Sobre os degredados

Li recentemente que um procurador da República deu declarações tentando explicar a diferença que existe entre Brasil e Estados Unidos, no que tange á corrupção: segundo ele, para cá, Portugal enviou, sobretudo, os degredados (criminosos de todos os tipos), ao passo que, para os Estados Unidos, se dirigiram principalmente cristãos de boa cepa, homens de fé e de princípios que decidiram ali criar uma civilização baseada na ética do trabalho e da justiça. Na origem dos dois países, portanto, estaria a famigerada explicação para uma renitente, persistente, incontrolável tendência à corrupção que se verifica no Brasil. Mais de cinco séculos de história entre aquele início e a atualidade não teriam nenhuma importância na conformação do caráter nacional…

Não foi à toa que denominei este modesto blog de Falta História. Interpretações como essa citada pelo referido procurador estão completamente ultrapassadas. De fato, podem ser consideradas como verdadeiros anacronismos. Que só resistem à passagem do tempo e ao acúmulo do conhecimento por conta da preguiça de alguns e da ignorância de muitos. E servem a propósitos políticos de má fé, que pretendem dar uma aparência de reflexão à simples manifestação do preconceito e da intolerância.

A empreitada colonial foi uma realização grandiosa, que requereu enormes esforços e atividades incessantes. Teve muito de brutalidade, de destruição, de desumanidade; mas também contou com altas doses de dinamismo, energia, determinação e coragem. A criação, no Brasil, de um gigantesco território colonial produtivo, gerador de riquezas, integrado, ocupado e unificado nessa imensidão quase continental não pode ser assim menosprezada. Houve muito trabalho aqui. Houve muita ousadia no desbravamento do meio natural desconhecido. Houve muita bravura no enfrentamento das intempéries e dos perigos. Quantas vidas se perderam? Quantos recursos se dissiparam?

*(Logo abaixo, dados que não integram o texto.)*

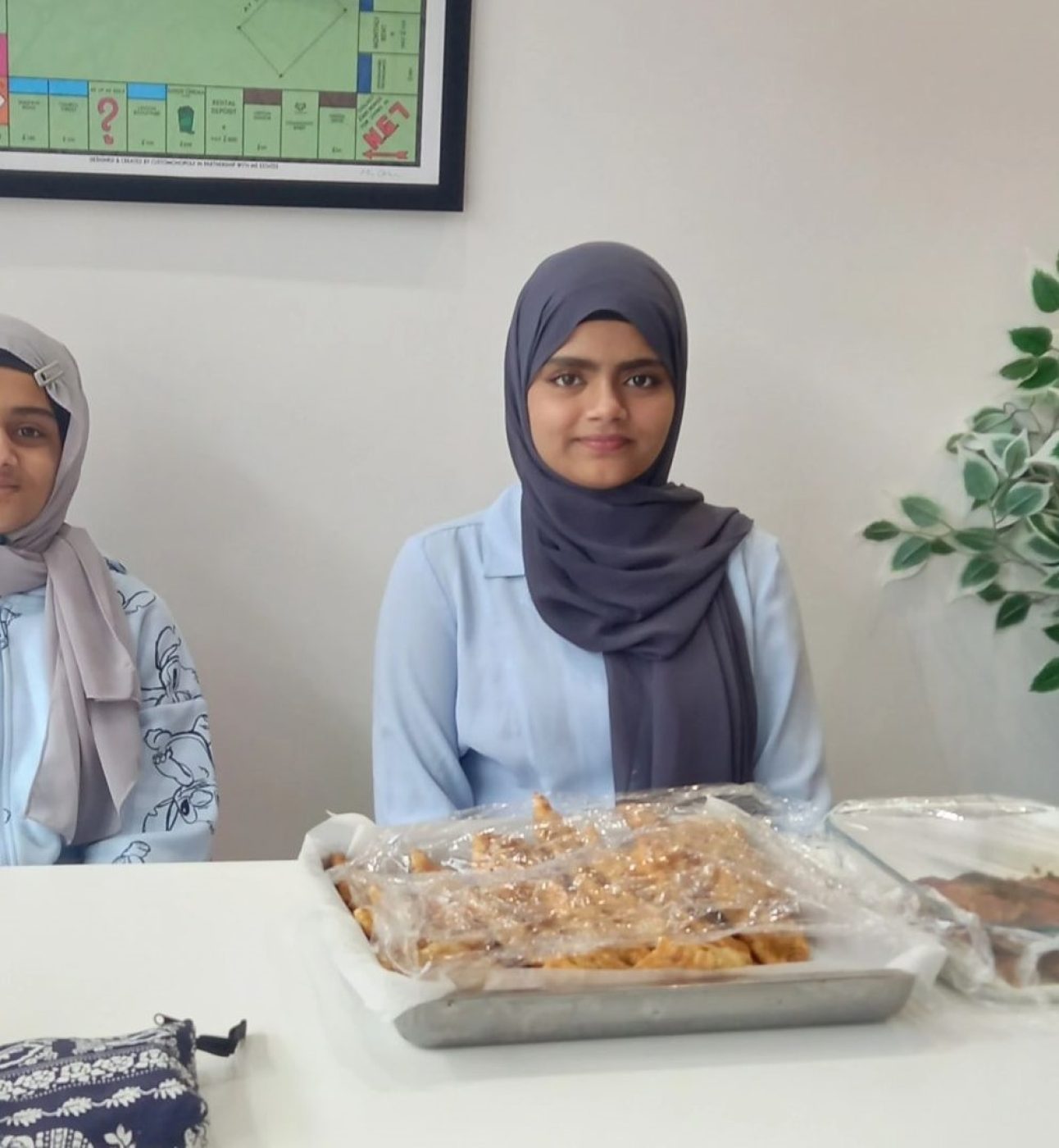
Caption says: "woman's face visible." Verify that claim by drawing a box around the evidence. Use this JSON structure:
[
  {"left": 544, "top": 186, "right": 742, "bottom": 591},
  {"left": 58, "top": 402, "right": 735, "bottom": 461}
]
[
  {"left": 0, "top": 367, "right": 62, "bottom": 534},
  {"left": 527, "top": 319, "right": 675, "bottom": 490}
]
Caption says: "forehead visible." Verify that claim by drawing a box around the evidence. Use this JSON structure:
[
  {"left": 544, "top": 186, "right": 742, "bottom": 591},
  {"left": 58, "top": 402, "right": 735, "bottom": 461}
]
[
  {"left": 555, "top": 319, "right": 657, "bottom": 362},
  {"left": 0, "top": 367, "right": 52, "bottom": 411}
]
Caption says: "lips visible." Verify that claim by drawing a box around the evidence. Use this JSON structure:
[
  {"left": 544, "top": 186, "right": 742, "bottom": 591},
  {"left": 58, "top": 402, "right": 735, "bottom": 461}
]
[{"left": 577, "top": 434, "right": 632, "bottom": 454}]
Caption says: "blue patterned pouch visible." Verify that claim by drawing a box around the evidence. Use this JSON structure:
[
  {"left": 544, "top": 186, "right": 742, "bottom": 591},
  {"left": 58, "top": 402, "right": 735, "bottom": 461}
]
[{"left": 0, "top": 1017, "right": 247, "bottom": 1148}]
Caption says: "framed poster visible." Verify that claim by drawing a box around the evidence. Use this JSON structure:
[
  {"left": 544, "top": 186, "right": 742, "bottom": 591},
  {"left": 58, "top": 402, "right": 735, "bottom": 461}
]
[{"left": 0, "top": 0, "right": 470, "bottom": 212}]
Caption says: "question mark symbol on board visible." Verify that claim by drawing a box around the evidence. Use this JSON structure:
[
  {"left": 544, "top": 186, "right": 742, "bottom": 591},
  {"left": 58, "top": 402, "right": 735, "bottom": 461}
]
[{"left": 95, "top": 95, "right": 120, "bottom": 147}]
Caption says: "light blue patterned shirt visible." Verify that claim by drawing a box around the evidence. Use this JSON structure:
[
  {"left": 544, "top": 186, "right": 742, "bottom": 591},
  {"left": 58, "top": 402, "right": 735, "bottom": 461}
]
[
  {"left": 0, "top": 565, "right": 217, "bottom": 864},
  {"left": 373, "top": 487, "right": 830, "bottom": 824}
]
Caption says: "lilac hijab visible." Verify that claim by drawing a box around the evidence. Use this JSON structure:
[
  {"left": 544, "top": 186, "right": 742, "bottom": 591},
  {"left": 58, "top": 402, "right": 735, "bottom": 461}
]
[
  {"left": 504, "top": 244, "right": 757, "bottom": 792},
  {"left": 0, "top": 315, "right": 140, "bottom": 845}
]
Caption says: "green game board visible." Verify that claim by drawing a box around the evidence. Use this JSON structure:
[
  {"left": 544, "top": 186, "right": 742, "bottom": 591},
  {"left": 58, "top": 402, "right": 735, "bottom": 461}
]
[{"left": 0, "top": 0, "right": 427, "bottom": 166}]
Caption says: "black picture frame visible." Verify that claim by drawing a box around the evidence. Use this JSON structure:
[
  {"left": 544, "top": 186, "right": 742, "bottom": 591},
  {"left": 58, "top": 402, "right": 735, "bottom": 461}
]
[{"left": 0, "top": 0, "right": 471, "bottom": 212}]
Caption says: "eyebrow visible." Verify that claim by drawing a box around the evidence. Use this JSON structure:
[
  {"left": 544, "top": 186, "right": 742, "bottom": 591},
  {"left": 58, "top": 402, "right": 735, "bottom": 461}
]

Mesmo no início mais primitivo de sua história, o Brasil contou com a contribuição de três grupos étnicos fundamentais: os portugueses, os índios e os negros. Não foram os degredados que definiram o caráter do seu povo. Antes de tudo, a miscigenação e a interação entre esses três tipos humanos foram muito mais marcantes do que qualquer outra forma de qualificação. Há influências decisivas dessas três matrizes culturais na formação do povo brasileiro: na música, na culinária, na literatura, na arquitetura, nas artes, de um modo geral. A partir da segunda metade do século XIX, outros povos de origem europeia e asiática vieram se juntar a eles e ampliaram ainda mais as referências sociais e culturais predominantes no Brasil. E enriqueceram a civilização brasileira.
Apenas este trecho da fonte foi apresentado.